Mamá fungía como asesora nacional de Español y Literatura, había elaborado el plan de estudios de la asignatura y era una de las personas de confianza del entonces ministro de Educación, el Gallego Fernández. Hago la anécdota porque el dato se torna asombroso hoy, cuando semejante posición puede ser garantía de fácil acceso de los hijos a la escuela que le venga en gana a sus papás.
La Lenin fue mi primer encontronazo con las dádivas a maestros y directivos. Eran visibles e institucionales. Abundaban allí los «hijos de papá», atendidos de manera diferenciada y escandalosa.
«Revisionismo» lo escribí hace años. Está incluido en mi libro «Cruentos de humor». Dice algo de ese actuar entronizado en nuestra sociedad, donde la salud y la educación son «gratis», pero cuestan, no al Estado —la paga el pueblo con lo que se le explota—, sino a los ciudadanos, a menudo obligados a comprar la buena atención con «donativos» a doctores y maestros. Hablo de sectores que el Gobierno aún esgrime como bandera de las «excelencias del socialismo». Remitirse a otros es hacer interminable esta introducción.
Luchar por desnudarnos en nuestras mezquindades, por revisarnos de arriba abajo, es la causa de que a casi medio siglo de la inauguración de la Lenin pretendan que no salga a la calle a visitar a mi amigo o a visualizar murales.
REVISIONISMO
Mamá y papá asistieron hace tres semanas a la reunión mensual en la escuela. No me dijeron qué regalo llevaron esa vez al director. Mi maestra, quien también cogió lo suyo, tuvo la amabilidad de explicar a los padres los objetivos de cada asignatura en el mes en curso. Dictó además a «los elegidos» el contenido íntegro de las preguntas escritas, trabajos de control y pruebas finales.

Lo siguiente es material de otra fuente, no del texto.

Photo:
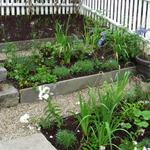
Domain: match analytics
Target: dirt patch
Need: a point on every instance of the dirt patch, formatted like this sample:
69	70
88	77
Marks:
10	126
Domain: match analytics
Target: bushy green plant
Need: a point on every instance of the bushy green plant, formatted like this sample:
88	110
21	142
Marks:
83	66
61	72
43	76
63	49
110	64
99	119
134	114
66	138
46	49
51	116
10	48
125	45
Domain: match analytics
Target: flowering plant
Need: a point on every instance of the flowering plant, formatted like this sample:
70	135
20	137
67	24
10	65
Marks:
145	45
51	111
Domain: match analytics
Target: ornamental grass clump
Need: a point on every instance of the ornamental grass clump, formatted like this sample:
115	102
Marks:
82	67
66	138
97	118
61	72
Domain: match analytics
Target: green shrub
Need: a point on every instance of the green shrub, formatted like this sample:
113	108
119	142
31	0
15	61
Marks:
43	76
98	64
46	49
61	72
51	116
84	67
66	138
124	45
110	64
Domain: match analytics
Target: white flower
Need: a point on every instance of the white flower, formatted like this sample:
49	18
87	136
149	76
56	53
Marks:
78	103
50	136
102	148
44	92
51	94
24	118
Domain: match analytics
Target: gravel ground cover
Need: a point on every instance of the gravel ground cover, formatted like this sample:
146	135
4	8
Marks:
11	127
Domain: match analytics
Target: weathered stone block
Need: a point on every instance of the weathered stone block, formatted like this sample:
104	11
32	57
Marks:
72	85
9	95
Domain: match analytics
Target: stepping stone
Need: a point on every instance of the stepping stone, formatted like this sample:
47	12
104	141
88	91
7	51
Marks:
33	142
9	95
3	74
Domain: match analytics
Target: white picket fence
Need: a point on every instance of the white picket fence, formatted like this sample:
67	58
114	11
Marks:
131	14
37	7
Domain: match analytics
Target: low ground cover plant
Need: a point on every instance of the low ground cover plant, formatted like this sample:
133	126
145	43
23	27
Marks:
110	118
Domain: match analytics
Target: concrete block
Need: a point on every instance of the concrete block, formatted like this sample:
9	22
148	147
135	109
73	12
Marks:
9	95
33	142
72	85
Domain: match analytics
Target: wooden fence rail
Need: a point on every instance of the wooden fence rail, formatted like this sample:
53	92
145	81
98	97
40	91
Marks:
37	7
131	14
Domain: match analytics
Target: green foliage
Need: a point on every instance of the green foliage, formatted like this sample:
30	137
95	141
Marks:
43	76
97	117
61	72
63	49
83	66
125	45
10	48
51	116
66	138
98	64
110	64
46	49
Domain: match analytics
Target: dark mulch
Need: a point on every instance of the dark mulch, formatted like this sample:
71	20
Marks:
16	28
70	123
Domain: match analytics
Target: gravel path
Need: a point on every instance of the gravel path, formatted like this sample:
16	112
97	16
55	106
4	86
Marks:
10	126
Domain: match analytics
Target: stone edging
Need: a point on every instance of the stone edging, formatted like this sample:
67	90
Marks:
72	85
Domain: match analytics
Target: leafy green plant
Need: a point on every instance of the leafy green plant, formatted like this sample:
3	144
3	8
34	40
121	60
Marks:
61	72
85	67
66	138
98	116
124	45
110	64
46	49
43	76
84	116
51	116
10	48
63	49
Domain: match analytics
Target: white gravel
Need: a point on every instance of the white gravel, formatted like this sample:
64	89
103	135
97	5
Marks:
11	127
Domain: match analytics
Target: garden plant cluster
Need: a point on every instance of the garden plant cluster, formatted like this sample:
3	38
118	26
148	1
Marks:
115	117
97	50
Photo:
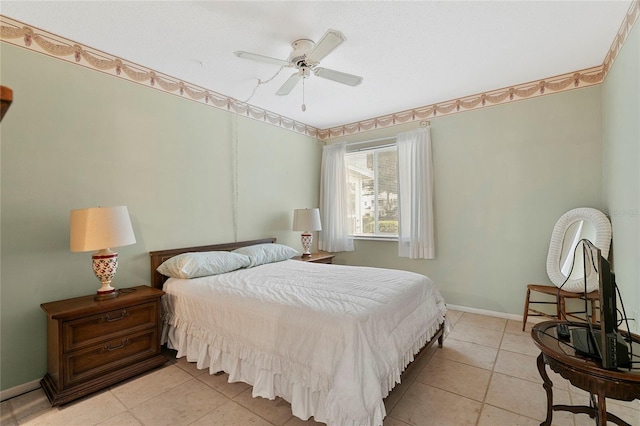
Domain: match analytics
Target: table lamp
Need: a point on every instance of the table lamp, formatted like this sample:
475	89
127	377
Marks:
306	220
101	228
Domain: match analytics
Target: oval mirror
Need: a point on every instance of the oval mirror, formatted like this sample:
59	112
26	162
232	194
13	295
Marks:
564	261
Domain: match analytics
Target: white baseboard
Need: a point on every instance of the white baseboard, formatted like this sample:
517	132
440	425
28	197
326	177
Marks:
19	390
514	317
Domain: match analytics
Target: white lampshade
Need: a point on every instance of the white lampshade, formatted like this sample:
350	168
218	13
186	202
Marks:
306	220
99	228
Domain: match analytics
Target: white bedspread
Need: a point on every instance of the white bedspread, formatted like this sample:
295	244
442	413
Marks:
330	339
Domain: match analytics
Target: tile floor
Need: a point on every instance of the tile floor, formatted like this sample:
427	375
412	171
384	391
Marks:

Mis progenitores emprendieron la localización de los pocos vecinos que poseen Internet en su trabajo o conexión ilegal en casa. Se gastaron una fortuna pagándoles por el servicio. Cocinaron un gran ajiaco de Wikipedia, Google o cuanto buscador encontraron en sus indagaciones. De él me nutrí yo dos días antes de los exámenes para mi estudio individual.
Cabía esperar con tanto esfuerzo que sacara una nota altísima, pero dice la profe que me suspendió porque no tuvo más remedio: la inspección cayó justo el día en que revisó mis respuestas. Alega —ella no: un tipo ahí que es asesor nacional de la asignatura— que mis puntos de vista sobre Historia de Cuba tienen mucho de estereotipos de la prensa extranjera, además de adolecer de puro pensamiento burgués. Y —remató— están permeados de ideas revisionistas. Quiere decir que mamá y papá no revisaron bien. Para la segunda convocatoria tendré que exigirles más.